Last month, reasons for judgement were handed down by the Supreme Court in the case McHale v. McHale Estate.
The Honourable Madam Justice Harris wrote a well reasoned, thorough judgement in this most interesting case, involving a claim by an almost disinherited surviving wife.
There is more Wills Variation litigation now in British Columbia than ever before, for several reasons. A deceased person’s spouses (married or common law) and children (biological and adopted) are eligible to challenge the Will where they feel they are not left a just, adequate and fair portion of the deceased’s Estate.
In the McHale case, the parties had made a marriage agreement 30 years earlier, where each agreed they would not pursue the other’s Estate. How the Court handled this aspect is of particular interest.

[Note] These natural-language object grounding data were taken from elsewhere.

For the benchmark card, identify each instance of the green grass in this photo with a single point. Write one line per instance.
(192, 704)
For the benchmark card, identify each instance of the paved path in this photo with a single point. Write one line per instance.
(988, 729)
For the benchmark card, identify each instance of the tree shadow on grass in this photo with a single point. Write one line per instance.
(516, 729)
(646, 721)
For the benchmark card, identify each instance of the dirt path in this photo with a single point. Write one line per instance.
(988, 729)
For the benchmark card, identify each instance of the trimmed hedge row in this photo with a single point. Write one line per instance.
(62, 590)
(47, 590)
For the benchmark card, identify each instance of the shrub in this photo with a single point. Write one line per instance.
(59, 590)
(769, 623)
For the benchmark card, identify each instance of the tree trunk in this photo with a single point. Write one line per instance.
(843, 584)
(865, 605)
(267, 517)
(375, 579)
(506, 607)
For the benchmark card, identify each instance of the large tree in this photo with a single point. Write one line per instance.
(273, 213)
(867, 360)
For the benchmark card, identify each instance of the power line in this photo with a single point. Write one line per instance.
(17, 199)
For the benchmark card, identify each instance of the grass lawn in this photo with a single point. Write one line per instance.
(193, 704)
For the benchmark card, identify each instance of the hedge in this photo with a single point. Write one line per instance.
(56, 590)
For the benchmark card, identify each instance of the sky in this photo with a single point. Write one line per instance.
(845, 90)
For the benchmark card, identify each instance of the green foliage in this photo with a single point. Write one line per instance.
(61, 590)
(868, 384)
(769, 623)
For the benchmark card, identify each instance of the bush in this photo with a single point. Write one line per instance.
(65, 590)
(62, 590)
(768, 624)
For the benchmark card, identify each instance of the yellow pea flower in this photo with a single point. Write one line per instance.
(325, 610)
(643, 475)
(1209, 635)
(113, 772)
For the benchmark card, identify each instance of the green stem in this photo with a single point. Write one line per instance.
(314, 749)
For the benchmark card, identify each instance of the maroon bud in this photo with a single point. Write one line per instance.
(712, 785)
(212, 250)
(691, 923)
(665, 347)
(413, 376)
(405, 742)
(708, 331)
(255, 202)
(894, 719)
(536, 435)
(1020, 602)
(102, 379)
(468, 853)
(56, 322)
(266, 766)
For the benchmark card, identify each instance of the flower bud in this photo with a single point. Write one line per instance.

The Plaintiff (now 85) and the deceased met in the 1970s, each having been married before. Each had children from a prior marriage.
One of the deceased’s intentions, described in his Will and in the marriage agreement, was to leave most of his Estate to his children.
The disparity in their assets was significant when they made the agreement. The deceased had purchased a lot before the parties married and built their matrimonial home on it. The Plaintiff was not a registered owner, but had contributed some of the effort in building and a lot in maintaining the home while they lived in it.
At the deceased’s request, the Plaintiff stopped working and earning an income. That prevented her from building some savings. The deceased had various pensions which paid him a reasonable monthly income, from which the parties lived.
The deceased gave the Plaintiff a monthly allowance for food and other home expenses, but not her personal expenses. She had to finance those from her own modest income.
Before they married, in 1983, the deceased insisted on a marriage agreement and one was drawn up. The Plaintiff was given independent legal advice.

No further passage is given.